Archives of virology 2016 v.161 no.9 pp. 2457-2472
Acinetobacter, Enterobacter, Pantoea, Proteus mirabilis, Vibrio, amino acid sequences, bacteria, bacteriophages, feces, flagellum, genes, humans, mutants, phenotype
Lytic Proteus phage PM16, isolated from human faeces, is a novel virus that is specific for Proteus mirabilis cells. Bacteriophage PM16 is characterized by high stability, a short latency period, large burst size and the occurrence of low phage resistance. Phage PM16 was classified as a member of the genus Phikmvvirus on the basis of genome organization, gene synteny, and protein sequences similarities.
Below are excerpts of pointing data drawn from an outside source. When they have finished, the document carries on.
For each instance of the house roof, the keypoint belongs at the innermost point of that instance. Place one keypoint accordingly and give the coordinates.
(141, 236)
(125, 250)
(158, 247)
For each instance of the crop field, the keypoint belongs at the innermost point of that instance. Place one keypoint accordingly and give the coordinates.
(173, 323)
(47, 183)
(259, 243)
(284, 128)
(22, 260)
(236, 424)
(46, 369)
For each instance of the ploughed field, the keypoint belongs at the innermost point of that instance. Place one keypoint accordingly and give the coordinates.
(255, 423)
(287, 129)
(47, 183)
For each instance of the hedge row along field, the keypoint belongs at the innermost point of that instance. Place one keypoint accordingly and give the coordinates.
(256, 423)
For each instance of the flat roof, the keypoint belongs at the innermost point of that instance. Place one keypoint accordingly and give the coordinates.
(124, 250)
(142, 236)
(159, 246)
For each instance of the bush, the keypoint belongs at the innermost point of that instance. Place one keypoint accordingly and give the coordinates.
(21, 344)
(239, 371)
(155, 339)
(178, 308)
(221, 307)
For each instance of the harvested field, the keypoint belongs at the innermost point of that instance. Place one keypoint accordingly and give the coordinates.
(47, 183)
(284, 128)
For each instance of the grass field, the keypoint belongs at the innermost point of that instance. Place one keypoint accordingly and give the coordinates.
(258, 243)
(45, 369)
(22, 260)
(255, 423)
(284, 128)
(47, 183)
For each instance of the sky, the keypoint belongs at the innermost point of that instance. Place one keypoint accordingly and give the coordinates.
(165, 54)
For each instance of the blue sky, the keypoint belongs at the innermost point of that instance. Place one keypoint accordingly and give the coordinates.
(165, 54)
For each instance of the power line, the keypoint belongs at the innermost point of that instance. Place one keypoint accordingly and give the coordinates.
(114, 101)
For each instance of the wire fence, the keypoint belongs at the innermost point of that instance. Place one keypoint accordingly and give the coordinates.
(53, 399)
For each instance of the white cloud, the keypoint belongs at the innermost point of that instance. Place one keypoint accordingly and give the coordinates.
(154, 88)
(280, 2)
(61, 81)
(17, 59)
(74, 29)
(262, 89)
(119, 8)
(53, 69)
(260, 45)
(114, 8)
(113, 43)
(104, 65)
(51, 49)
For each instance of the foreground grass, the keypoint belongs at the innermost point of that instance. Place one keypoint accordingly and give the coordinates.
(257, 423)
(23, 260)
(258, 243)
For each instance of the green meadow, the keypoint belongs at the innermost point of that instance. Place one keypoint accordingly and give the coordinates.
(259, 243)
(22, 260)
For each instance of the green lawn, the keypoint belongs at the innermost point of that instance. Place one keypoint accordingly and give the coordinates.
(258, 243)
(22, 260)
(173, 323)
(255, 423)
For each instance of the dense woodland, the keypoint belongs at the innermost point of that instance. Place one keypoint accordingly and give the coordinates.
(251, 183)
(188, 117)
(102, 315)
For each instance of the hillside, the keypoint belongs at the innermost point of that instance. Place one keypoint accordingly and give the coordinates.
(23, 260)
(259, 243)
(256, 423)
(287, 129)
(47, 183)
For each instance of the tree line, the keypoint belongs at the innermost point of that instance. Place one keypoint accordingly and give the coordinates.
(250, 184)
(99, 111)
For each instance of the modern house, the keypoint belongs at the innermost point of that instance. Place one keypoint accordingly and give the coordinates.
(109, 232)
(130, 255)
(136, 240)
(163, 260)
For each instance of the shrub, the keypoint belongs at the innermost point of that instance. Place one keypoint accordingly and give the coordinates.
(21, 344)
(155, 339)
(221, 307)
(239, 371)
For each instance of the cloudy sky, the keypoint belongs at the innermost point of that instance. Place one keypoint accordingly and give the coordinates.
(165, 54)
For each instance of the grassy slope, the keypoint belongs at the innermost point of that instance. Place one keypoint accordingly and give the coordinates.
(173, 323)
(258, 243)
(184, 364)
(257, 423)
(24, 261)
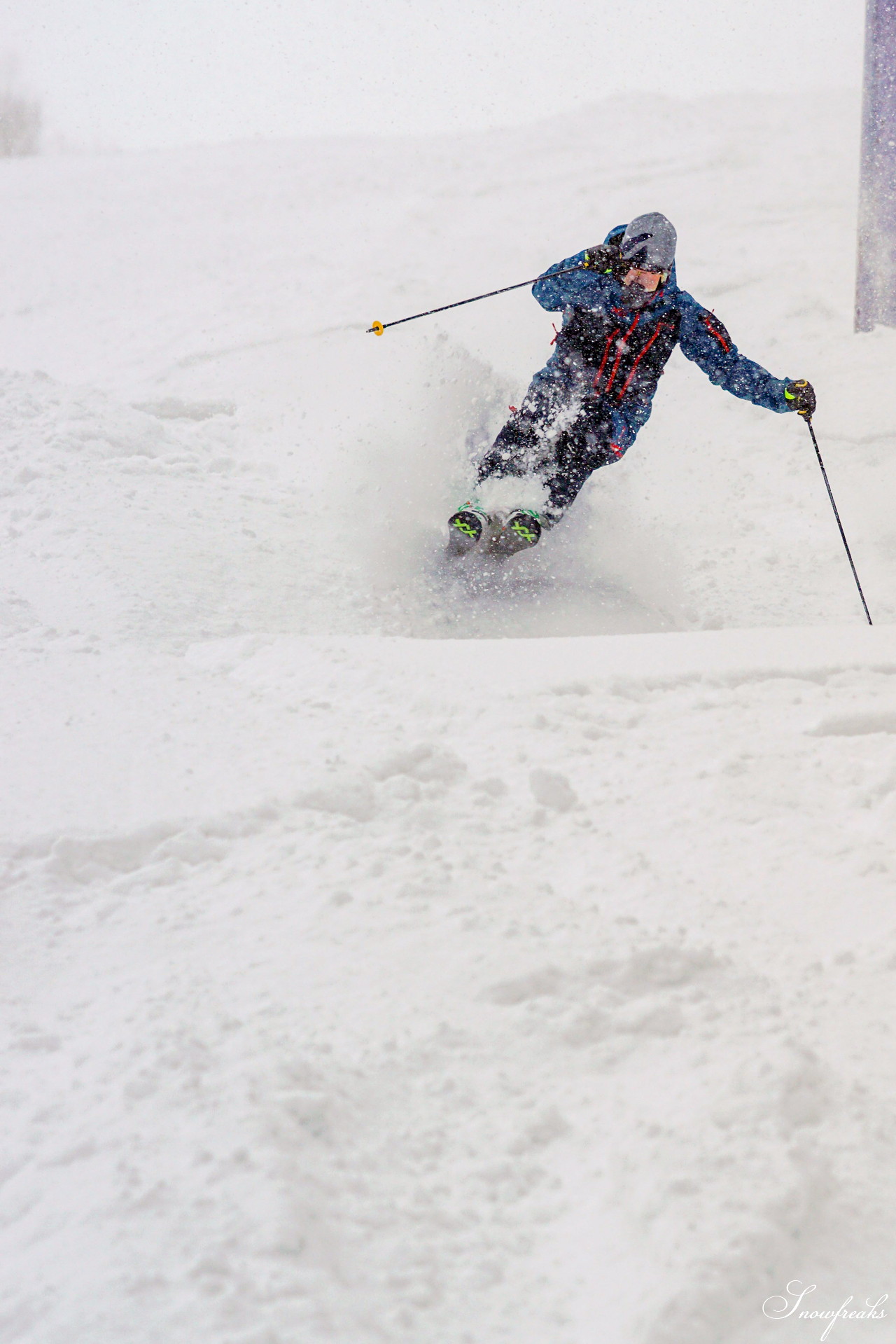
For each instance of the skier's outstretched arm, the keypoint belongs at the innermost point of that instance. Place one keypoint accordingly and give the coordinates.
(706, 342)
(582, 286)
Within the genus Phikmvvirus, phage PM16 is grouped with Vibrio phage VP93, Pantoea phage LIMElight, Acinetobacter phage Petty, Enterobacter phage phiKDA1, and KP34-like bacteriophages. An investigation of the phage-cell interaction demonstrated that phage PM16 attached to the cell surface, not to the bacterial flagella. The study of P. mirabilis mutant cells obtained during the phage-resistant bacterial cell assay that were resistant to phage PM16 re-infection revealed a non-swarming phenotype, changes in membrane characteristics, and the absence of flagella. Presumably, the resistance of non-swarming P. mirabilis cells to phage PM16 re-infection is determined by changes in membrane macromolecular composition and is associated with the absence of flagella and a non-swarming phenotype.